Penilaian kecukupan dukungan operasional ini meliputi
juga analisis operasional internal Bank Sistemik, akses
Bank Sistemik dan perusahaan anak yang dicakup dalam
Rencana Aksi (Recovery Plan) pada infrastruktur pasar,
misalnya kliring, fasilitas settlement, dan sistem
pembayaran.
- 9 -
Pasal 23
Ayat (1)
Huruf a
Yang dimaksud dengan investasi tertentu adalah jenis
instrumen investasi yang memiliki karakteristik modal yang
hanya terdapat pada bank umum syariah.
Huruf b
Yang dimaksud dengan investasi tertentu adalah jenis
instrumen investasi yang memiliki karakteristik modal yang
hanya terdapat pada bank umum syariah.
Yang dimaksud dengan “pihak lain” adalah pihak selain PSP
dan/atau ultimate shareholders.
Ayat (2)
Cukup jelas.
Ayat (3)
Jenis instrumen investasi yang memiliki karakteristik modal
hanya terdapat pada bank umum syariah.
Ayat (4)
Cukup jelas.
Ayat (5)
Jenis instrumen investasi yang memiliki karakteristik modal
hanya terdapat pada bank umum syariah.
Ayat (6)
Cukup jelas.
Pasal 24
Cukup jelas.
Pasal 25
Huruf a
Dalam hal ini yang dimaksud dengan “credit line” merupakan
fasilitas yang dapat diterima oleh Bank Sistemik dari pihak lain
yang dapat digunakan untuk mengantisipasi dan/atau
menutupi kebutuhan likuiditas Bank Sistemik dalam hal
diperlukan.
Huruf b
Cukup jelas.
- 10 -
Huruf c
Cukup jelas.
Pasal 26
Cukup jelas.
Pasal 27
Cukup jelas.
Pasal 28
Ayat (1)
Huruf a
Yang dimaksud dengan “pihak internal” antara lain seluruh
unit kerja dan seluruh pegawai, terutama yang akan terlibat
dalam implementasi Rencana Aksi (Recovery Plan).
Huruf b
Yang dimaksud dengan “pihak eksternal” antara lain
investor, mitra bisnis (counterparties), dan pihak lain yang
berkepentingan.
Ayat (2)
Cukup jelas.
Pasal 29
Implementasi Rencana Aksi (Recovery Plan) bertujuan untuk
mencegah, memulihkan, atau memperbaiki kondisi yang
membahayakan kelangsungan usaha Bank Sistemik.
Pasal 30
Ayat (1)
Yang dimaksud dengan “evaluasi dan pengujian (stress testing)”
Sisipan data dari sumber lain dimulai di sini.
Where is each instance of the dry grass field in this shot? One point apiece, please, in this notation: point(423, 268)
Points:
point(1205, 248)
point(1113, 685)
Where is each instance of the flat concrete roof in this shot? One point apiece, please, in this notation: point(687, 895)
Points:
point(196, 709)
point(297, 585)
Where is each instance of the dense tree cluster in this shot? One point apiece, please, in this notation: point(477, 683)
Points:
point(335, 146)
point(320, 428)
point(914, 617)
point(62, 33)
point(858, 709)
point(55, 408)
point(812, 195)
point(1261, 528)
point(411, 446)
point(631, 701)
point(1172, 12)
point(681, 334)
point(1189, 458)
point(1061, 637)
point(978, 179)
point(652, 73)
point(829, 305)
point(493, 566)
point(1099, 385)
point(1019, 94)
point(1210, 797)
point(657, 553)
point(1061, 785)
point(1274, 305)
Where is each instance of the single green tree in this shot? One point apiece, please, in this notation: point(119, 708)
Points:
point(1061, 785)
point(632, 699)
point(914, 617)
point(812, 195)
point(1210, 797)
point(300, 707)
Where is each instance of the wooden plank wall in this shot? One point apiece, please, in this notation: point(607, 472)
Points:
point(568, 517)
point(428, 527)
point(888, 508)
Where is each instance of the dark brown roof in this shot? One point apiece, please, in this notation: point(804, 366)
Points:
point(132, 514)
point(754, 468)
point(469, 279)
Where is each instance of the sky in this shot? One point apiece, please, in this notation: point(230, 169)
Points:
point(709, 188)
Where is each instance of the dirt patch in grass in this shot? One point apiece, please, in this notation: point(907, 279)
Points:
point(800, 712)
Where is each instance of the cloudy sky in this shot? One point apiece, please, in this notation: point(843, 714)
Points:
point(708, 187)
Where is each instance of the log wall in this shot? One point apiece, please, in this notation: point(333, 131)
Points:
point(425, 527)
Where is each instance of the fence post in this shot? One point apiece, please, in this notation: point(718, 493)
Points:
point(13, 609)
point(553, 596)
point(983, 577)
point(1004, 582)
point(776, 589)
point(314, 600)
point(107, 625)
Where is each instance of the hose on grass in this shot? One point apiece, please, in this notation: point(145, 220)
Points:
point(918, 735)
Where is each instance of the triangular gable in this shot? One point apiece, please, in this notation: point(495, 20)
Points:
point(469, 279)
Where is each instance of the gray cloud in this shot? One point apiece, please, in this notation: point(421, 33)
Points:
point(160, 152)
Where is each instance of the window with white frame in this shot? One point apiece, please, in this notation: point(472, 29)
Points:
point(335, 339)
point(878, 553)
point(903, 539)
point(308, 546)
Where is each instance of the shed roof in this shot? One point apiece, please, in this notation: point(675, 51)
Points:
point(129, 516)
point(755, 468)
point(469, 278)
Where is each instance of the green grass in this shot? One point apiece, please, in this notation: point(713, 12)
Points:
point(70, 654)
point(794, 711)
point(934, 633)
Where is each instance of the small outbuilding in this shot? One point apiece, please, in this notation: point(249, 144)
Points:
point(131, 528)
adalah penilaian kondisi Bank Sistemik pada saat pelaksanaan
evaluasi dibandingkan dengan Rencana Aksi (Recovery Plan)
yang sudah ditetapkan, serta penilaian kelayakan atas Rencana
Aksi (Recovery Plan) untuk mengantisipasi berbagai kondisi
(skenario) stress secara individu (idiosyncratic) dan secara
eksternal yang terjadi di pasar keuangan secara keseluruhan
yang dapat bersifat domestik maupun internasional
(market-wide shock).
- 11 -
Ayat (2)
Yang dimaksud dengan “kondisi tertentu yang akan berpengaruh
signifikan kepada Bank Sistemik” adalah perubahan kondisi
Bank Sistemik secara individu (idiosyncratic) dan secara
eksternal yang terjadi di pasar keuangan secara keseluruhan
yang dapat bersifat domestik maupun internasional (market-
wide shock) yang berpotensi membahayakan kelangsungan
usaha Bank Sistemik.
Ayat (3)
Cukup jelas.
Ayat (4)
Cukup jelas.
Pasal 31
Cukup jelas.
Pasal 32
Cukup jelas.
Pasal 33
Cukup jelas.
Pasal 34
Ayat (1)
Cukup jelas.
Ayat (2)
Huruf a
Cukup jelas.
Huruf b
Cukup jelas.
Huruf c
Yang dimaksud dengan “kecukupan dan kelayakan
instrumen utang atau investasi yang memiliki karakteristik
modal” adalah ketersediaan baik berdasarkan jumlah
maupun jangka waktu instrumen utang atau investasi
dimaksud untuk menghadapi kondisi tekanan keuangan
(financial stress).
- 12 -
Ayat (3)
Cukup jelas.
Ayat (4)
Cukup jelas.
Pasal 35
Cukup jelas.
Pasal 36
Yang dimaksud dengan “penyampaian Rencana Aksi (Recovery Plan)”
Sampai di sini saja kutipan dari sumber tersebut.